The iconic nature of Champagne has long been used as a means of effusive ritual celebration, in which the wine is not consumed so much as "sacrificed". The Champagne bottle traditionally smashed off the bow of a ship or aeroplane at its launch is believed to originate in the rather more reserved celebrations surrounding the christening of a baby. It is not uncommon to see champion sporting teams spraying bottles of champagne around their dressing rooms during celebrations, and indeed a bottle of champagne is a common gift to player-of-the-match award winners in football or cricket. The contents of a bottle agitated and sprayed over onlookers from the winners' podium of Formula 1 motor racing and other sports has origins in the earlier patronage of prestige sporting events by the social elite; the extravagant "waste" of the highly valued wine being an expression of the spirit of the Belle Époque. Rock band U2 famously end their concerts in similar fashion, spraying the audience with Champagne before leaving the stage. The act of pouring out champagne in the sink ("sinking") has arisen in Sweden due to a ban on spraying champagne in bars.
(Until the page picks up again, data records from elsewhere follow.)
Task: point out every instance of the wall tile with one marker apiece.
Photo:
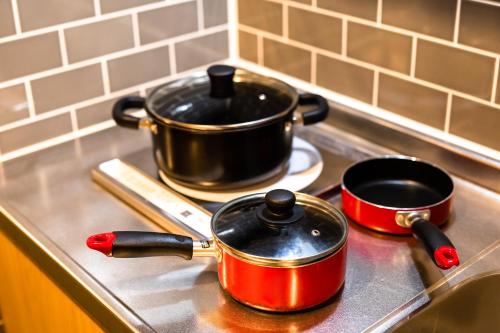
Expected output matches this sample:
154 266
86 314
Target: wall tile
248 46
114 5
214 12
6 19
476 122
480 26
36 14
413 101
366 9
345 78
29 55
202 50
67 88
162 23
96 113
379 47
315 29
42 130
138 68
287 59
261 14
13 104
465 71
95 39
430 17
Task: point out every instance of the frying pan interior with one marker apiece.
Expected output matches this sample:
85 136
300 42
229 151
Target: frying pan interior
398 182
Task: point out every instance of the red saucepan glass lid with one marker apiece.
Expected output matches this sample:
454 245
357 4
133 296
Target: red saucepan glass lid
280 226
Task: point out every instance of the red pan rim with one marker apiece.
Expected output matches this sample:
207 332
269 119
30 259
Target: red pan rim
401 157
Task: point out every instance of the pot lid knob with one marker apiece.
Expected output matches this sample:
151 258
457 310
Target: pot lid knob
279 208
280 203
221 81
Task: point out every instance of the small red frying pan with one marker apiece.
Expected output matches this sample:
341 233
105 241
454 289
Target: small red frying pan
402 195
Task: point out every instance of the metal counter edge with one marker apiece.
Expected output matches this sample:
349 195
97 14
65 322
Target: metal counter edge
108 312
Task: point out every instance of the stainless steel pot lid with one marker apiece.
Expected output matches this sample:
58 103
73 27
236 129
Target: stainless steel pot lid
280 228
223 97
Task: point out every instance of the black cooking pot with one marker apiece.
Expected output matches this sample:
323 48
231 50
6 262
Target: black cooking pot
228 129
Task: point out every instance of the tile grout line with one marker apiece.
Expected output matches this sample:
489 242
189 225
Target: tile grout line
199 15
114 55
344 38
260 49
413 60
92 19
447 117
62 48
495 81
314 66
368 66
95 100
135 30
74 121
232 17
285 20
395 29
87 130
97 7
172 59
456 27
379 12
30 100
365 108
378 112
17 18
487 2
105 78
376 75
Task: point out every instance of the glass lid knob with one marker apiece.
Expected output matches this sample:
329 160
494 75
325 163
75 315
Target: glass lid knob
221 81
279 209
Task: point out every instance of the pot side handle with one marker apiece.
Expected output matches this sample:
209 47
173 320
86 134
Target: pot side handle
317 114
134 244
437 244
123 104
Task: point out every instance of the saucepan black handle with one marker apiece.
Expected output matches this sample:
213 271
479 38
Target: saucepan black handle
317 114
123 104
437 244
133 244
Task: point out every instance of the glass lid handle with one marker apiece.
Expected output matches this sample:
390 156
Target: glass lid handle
221 81
279 208
279 203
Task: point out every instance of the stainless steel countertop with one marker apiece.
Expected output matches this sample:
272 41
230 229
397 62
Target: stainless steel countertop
54 205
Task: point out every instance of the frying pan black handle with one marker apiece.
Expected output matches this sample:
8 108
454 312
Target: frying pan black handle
319 113
133 244
123 104
439 247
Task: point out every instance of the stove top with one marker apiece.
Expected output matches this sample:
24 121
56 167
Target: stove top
134 179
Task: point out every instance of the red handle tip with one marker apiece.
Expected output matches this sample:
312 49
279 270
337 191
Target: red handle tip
102 242
446 257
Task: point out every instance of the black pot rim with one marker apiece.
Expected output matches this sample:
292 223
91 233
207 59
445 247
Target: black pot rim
241 75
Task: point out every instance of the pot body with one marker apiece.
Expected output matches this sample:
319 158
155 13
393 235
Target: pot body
226 159
383 219
282 289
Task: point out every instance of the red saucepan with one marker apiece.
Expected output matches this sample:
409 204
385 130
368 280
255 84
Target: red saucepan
279 252
402 195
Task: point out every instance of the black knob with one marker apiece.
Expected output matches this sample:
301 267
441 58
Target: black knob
280 203
221 81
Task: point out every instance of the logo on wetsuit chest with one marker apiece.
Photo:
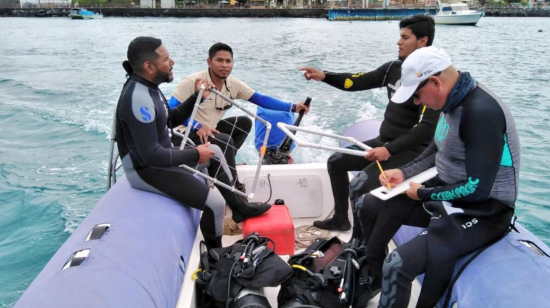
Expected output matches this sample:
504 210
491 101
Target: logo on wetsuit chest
441 131
394 87
146 116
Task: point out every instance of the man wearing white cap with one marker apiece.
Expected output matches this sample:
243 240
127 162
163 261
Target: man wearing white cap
404 133
471 201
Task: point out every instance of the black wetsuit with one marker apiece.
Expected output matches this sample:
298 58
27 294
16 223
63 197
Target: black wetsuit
151 163
476 151
405 132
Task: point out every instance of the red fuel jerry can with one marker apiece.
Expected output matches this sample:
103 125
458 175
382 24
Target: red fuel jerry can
275 224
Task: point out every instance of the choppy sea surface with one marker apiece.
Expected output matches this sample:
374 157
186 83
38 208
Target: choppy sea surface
60 80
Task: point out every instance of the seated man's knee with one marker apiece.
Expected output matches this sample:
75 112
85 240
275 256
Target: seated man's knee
393 264
357 185
224 138
245 123
366 206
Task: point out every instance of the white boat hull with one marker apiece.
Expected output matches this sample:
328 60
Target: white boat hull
458 19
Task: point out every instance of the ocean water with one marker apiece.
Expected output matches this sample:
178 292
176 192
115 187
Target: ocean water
60 80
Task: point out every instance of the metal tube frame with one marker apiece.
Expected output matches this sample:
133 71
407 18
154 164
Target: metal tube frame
262 151
286 129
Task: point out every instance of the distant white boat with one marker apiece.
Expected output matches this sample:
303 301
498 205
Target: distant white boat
84 14
456 14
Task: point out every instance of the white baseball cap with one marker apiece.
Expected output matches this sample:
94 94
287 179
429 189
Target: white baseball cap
419 66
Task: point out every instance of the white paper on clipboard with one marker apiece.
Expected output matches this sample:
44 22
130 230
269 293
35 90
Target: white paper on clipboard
385 193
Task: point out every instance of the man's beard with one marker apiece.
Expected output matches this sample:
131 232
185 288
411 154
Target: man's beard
220 77
163 77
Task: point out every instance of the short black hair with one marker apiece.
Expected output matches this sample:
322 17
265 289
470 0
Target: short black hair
141 49
219 47
420 26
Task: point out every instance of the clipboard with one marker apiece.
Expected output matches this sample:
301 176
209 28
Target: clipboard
385 193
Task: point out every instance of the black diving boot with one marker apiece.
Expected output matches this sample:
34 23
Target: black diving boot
241 209
335 224
212 241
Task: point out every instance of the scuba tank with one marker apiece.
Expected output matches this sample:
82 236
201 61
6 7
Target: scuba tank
281 156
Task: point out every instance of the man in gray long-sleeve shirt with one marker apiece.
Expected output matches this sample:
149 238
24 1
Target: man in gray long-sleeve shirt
467 206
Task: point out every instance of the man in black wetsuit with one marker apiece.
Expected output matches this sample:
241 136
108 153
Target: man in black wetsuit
405 132
143 134
468 205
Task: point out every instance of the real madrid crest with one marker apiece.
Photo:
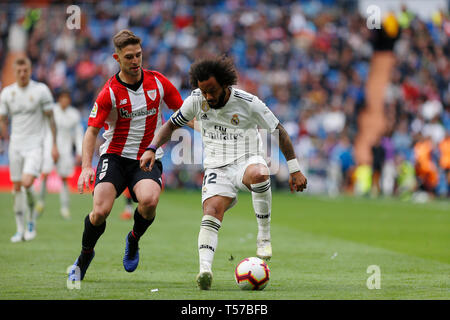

In a similarly extravagant vein, Marilyn Monroe was reputed to have taken a bath in 350 bottles of Champagne.

The "saucer" shaped glass is another Champagne icon associated with a celebrity sex symbol. The Champagne coupe is often claimed to have been modeled on the shape of the breast of a French aristocrat, often cited as Marie Antoinette or Madame de Pompadour. This is almost certainly apocryphal, as the glass was designed especially for sparkling wine in England in 1663, preceding those aristocrats by almost a century, and sparkling Champagne itself by several decades.